Data protection authorities come in all shapes and sizes, with various budgets, staffing levels, and remits. Some also oversee freedom of information. Some are wholly independent bodies. Some have fining powers. Some do not.
Nowhere is this diversity more in evidence than at the annual International Conference of Data Protection and Privacy Commissioners, being held this week here in Hong Kong.
It’s no wonder, then, that the Center for International Policy Leadership took this opportunity to release its new “Regulating for Results,” a white paper examining how DPAs can maximize their effectiveness.
Emphasizing that the point of the paper is to stir discussion, and not to tell DPAs how to do their jobs, former ICO Richard Thomas kicked off a panel focused on the paper’s topic by noting that effective regulation in the privacy space has got to be results-based: “It’s got to work, not just be there on paper.”
The paper outlines 21 separate tasks that DPAs are generally accountable for, broken into four broad categories: Leadership, policing, complaint-handling, and authorization. First and foremost, the paper argues, should be leadership.
“Leadership should have the top priority,” Thomas said. “It involves very much the giving of guidance, engaging with accountable regulatees, helping them get it right.”
“The police officer should not be the first port of call,” he argued. “That should be reserved for deliberate or seriously negligent conduct.”
In privacy and data protection, as in many regulated industries, “prevention rather than cure should be the motto,” Thomas said. Effective regulators should focus on providing incentives for organizations with good-faith compliance efforts and try to create constructive engagement.
They should also be proactive, the CIPL paper argues. If an office spends its time simply responding to complaints, it will always be chasing bad actors without showing what it is that good actors should be doing.
Irish DPA Helen Dixon noted the paper was welcome to start an international discussion. “There’s an inference in the paper that there isn’t consistent regulation and there aren’t consistent strategies,” she allowed. “If the hat fits, we have to wear it.”
Dixon agreed that those in a regulated environment have to feel like they’re being fairly dealt with, but they also have to agree with the underlying principles of the law. When those two things come together, a healthy regulated environment can thrive.

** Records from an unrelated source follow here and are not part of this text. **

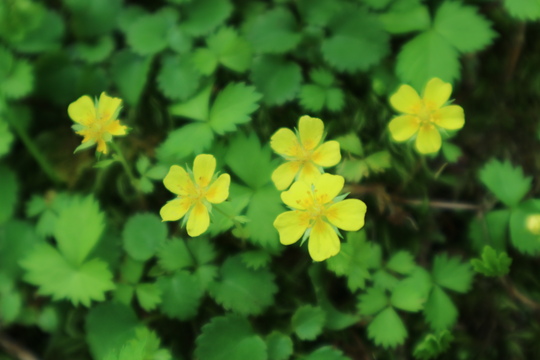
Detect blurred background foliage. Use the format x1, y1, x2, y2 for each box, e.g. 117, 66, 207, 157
0, 0, 540, 360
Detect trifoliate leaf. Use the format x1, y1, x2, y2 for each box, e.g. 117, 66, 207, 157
54, 196, 105, 264
183, 0, 233, 36
367, 307, 407, 348
157, 271, 203, 321
122, 213, 167, 261
157, 239, 195, 271
424, 285, 458, 330
266, 331, 293, 360
210, 256, 277, 315
396, 30, 460, 90
321, 7, 389, 72
504, 0, 540, 21
413, 330, 454, 360
135, 283, 161, 311
358, 287, 390, 316
246, 7, 301, 54
433, 254, 473, 293
209, 83, 261, 135
291, 305, 325, 340
85, 302, 139, 359
471, 245, 512, 276
157, 55, 205, 100
20, 243, 114, 307
195, 315, 267, 360
478, 159, 532, 207
251, 55, 302, 105
433, 1, 496, 53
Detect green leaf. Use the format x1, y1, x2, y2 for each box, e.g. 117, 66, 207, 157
396, 30, 460, 90
85, 302, 139, 359
266, 331, 293, 360
246, 7, 301, 54
157, 55, 205, 101
54, 196, 105, 265
433, 1, 496, 53
209, 256, 278, 315
291, 305, 326, 340
157, 271, 203, 321
209, 83, 261, 135
20, 243, 114, 307
251, 55, 302, 105
122, 213, 167, 261
433, 254, 474, 293
183, 0, 233, 36
471, 245, 512, 276
478, 159, 532, 207
424, 285, 458, 331
321, 6, 389, 72
195, 314, 267, 360
367, 307, 407, 348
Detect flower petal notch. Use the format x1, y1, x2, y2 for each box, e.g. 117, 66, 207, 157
274, 174, 367, 261
68, 92, 127, 154
388, 78, 465, 154
270, 115, 341, 190
159, 154, 231, 237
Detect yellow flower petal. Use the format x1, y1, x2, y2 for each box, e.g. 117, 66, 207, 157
313, 174, 345, 204
326, 199, 367, 231
308, 220, 341, 261
68, 95, 96, 126
424, 78, 452, 109
193, 154, 216, 187
270, 128, 300, 158
186, 201, 210, 237
390, 85, 422, 114
298, 162, 321, 184
272, 161, 302, 190
434, 105, 465, 130
311, 141, 341, 167
298, 115, 324, 150
98, 92, 122, 120
274, 211, 309, 245
281, 181, 313, 210
159, 198, 192, 221
415, 125, 442, 154
388, 115, 420, 141
163, 165, 195, 196
206, 174, 231, 204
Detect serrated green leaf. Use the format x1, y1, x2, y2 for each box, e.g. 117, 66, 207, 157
122, 213, 167, 261
424, 285, 458, 331
396, 30, 460, 90
195, 315, 267, 360
291, 305, 325, 340
251, 55, 302, 105
478, 159, 531, 207
209, 256, 277, 315
367, 307, 407, 348
20, 243, 114, 307
209, 83, 261, 135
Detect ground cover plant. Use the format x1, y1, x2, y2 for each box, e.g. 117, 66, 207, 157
0, 0, 540, 360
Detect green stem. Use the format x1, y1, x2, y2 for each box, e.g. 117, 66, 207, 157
5, 116, 62, 184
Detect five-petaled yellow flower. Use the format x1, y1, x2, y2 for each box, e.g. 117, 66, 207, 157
388, 78, 465, 154
160, 154, 231, 237
270, 116, 341, 190
68, 92, 127, 154
274, 174, 366, 261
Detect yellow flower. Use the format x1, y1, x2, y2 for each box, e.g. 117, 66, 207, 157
68, 92, 127, 154
270, 116, 341, 190
388, 78, 465, 154
274, 174, 366, 261
160, 154, 231, 237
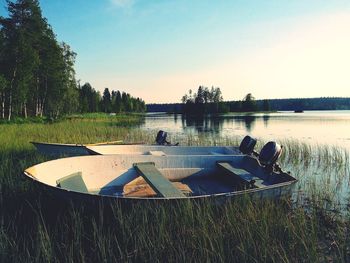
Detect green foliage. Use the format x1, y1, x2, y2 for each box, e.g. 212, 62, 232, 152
0, 0, 145, 120
181, 86, 229, 115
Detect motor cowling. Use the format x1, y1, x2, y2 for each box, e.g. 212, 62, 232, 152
259, 142, 282, 166
239, 135, 256, 154
156, 130, 168, 145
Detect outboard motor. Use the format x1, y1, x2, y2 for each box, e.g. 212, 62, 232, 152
156, 131, 169, 145
239, 135, 256, 155
259, 142, 282, 168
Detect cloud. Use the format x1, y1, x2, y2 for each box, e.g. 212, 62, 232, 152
109, 0, 135, 8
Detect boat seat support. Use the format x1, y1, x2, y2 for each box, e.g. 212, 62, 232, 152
133, 162, 186, 198
216, 162, 265, 188
56, 172, 89, 193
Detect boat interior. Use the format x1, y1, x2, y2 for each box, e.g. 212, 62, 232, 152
86, 145, 240, 156
25, 155, 295, 198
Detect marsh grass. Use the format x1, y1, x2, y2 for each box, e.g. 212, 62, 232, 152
0, 119, 350, 262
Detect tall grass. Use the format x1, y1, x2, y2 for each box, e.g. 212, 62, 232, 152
0, 118, 350, 262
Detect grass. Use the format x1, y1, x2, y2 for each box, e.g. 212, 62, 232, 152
0, 116, 350, 262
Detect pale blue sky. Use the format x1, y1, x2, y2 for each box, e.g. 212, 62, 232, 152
1, 0, 350, 103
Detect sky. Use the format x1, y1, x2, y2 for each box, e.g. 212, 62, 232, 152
0, 0, 350, 103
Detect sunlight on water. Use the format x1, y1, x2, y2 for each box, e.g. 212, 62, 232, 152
142, 111, 350, 149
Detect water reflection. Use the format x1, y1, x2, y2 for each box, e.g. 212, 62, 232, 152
141, 111, 350, 149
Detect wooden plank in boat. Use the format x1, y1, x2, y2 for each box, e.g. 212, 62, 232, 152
56, 172, 89, 193
134, 163, 186, 198
217, 162, 265, 188
123, 183, 192, 197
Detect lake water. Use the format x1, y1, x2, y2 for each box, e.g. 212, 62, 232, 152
141, 111, 350, 211
142, 111, 350, 149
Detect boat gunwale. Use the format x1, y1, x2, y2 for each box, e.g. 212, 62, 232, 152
23, 170, 298, 200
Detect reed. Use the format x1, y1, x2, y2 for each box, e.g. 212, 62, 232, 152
0, 116, 350, 262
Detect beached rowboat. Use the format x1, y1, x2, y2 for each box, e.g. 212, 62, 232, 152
85, 145, 241, 156
24, 154, 296, 200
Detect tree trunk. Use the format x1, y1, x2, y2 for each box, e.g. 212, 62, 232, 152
7, 67, 17, 121
23, 103, 28, 119
40, 76, 47, 117
7, 90, 12, 121
1, 92, 5, 119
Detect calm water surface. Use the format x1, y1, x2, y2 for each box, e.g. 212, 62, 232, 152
142, 111, 350, 149
141, 111, 350, 209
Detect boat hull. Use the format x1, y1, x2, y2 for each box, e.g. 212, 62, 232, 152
24, 155, 296, 202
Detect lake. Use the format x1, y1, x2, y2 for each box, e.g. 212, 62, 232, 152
141, 110, 350, 149
141, 111, 350, 211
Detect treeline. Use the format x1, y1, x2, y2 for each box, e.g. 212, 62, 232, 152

Noting that Article 83 of the GDPR gives guidelines to regulators about focusing on the nature and gravity of an offense when imposing sanctions, she also said some have pointed to the “FTC-ization” of enforcement, where “one big player is picked out by example. … It’s a conversation that EU DPAs need to think about. We can’t pick a flavor of the month Internet company and ignore other companies creating harms.”
In response, the U.S. Federal Trade Commission’s Hugh Stevenson laughed, “FTC-ization seems like a good thing to me! Sometimes you need illustrative cases to let people know what they need to deal with, so they modify their behavior.

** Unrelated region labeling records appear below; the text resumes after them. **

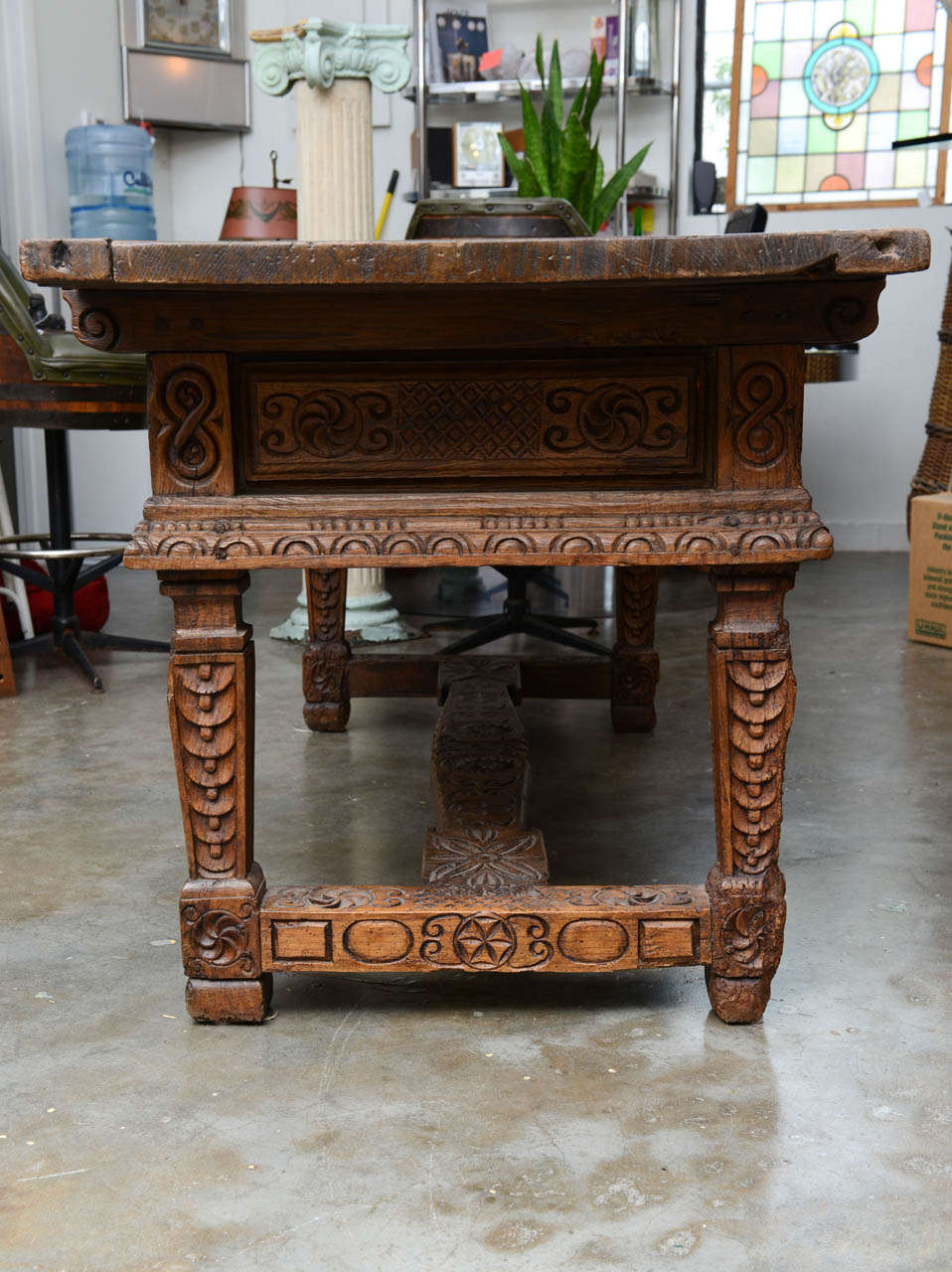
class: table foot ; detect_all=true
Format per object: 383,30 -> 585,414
185,973 -> 272,1026
704,968 -> 770,1026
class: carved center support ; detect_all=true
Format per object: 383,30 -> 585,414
250,18 -> 416,642
159,573 -> 271,1021
707,566 -> 797,1023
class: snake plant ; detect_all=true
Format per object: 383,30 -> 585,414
499,36 -> 650,235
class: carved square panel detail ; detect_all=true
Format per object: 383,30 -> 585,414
271,922 -> 334,963
638,918 -> 700,964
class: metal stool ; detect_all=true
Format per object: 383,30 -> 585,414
0,428 -> 169,690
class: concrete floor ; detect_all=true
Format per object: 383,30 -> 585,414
0,555 -> 952,1272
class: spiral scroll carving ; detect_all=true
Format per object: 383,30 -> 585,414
543,382 -> 684,454
733,363 -> 792,468
159,365 -> 222,482
77,309 -> 119,350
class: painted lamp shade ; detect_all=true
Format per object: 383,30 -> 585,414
219,186 -> 298,239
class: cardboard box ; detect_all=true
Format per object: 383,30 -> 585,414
908,490 -> 952,649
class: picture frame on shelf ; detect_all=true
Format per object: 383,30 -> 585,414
429,3 -> 490,83
453,119 -> 505,190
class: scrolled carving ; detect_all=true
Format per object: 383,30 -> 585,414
181,900 -> 257,977
543,382 -> 684,455
77,308 -> 119,350
733,362 -> 793,468
707,867 -> 787,978
258,388 -> 394,459
158,364 -> 222,483
824,296 -> 867,341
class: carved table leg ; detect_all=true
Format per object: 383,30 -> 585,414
707,566 -> 797,1024
159,573 -> 271,1022
303,569 -> 350,732
611,564 -> 661,732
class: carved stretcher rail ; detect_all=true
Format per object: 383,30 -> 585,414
125,496 -> 833,569
20,229 -> 929,289
261,885 -> 711,972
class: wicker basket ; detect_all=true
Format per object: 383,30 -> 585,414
906,234 -> 952,527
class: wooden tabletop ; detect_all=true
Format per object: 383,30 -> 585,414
20,229 -> 930,289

“But,” he agreed, “we don’t want to modify to the point where we kill innovation. We want to send a message prioritizing the problem we’re addressing.”
EDPS Giovanni Buttarelli recalled that in 2006 Thomas, himself, said a DPA needs to be “selective to be effective.” Now, with the GDPR, “we’re about to be more powerful, and perhaps better equipped,” he said. “We need to be more effective and extremely severe depending on the case, and where needed. To be strategic and flexible doesn’t mean you’re weaker, but rather much more credible.”
Further, both Dixon and Buttarelli noted that, in some cases, a DPA’s effectiveness can be governed as much by the courts and the legislature as by a DPA’s leadership. Without proper legislation, or where courts guide enforcement powers, a DPA’s hands can be effectively tied.
“We have tried to be an effective enforcement officer,” said Stephen Wong, playing host to the conference this week as Hong Kong’s DPA, “but the results have not been that encouraging. The maximum fine is about 4,000 U.S. dollars … we have spent more than 10 times that in taking the case to court. We don’t have administrative fines as they do in so many jurisdictions. I would love to have administrative fines in my hands.”
Ultimately, argued Stevenson, DPAs need to ask themselves, “Where is there the harm that we have to make sure we do address? That’s the most significant thing wee need to do to address the question of legitimacy: Pick important problems, fix them, and tell everyone.”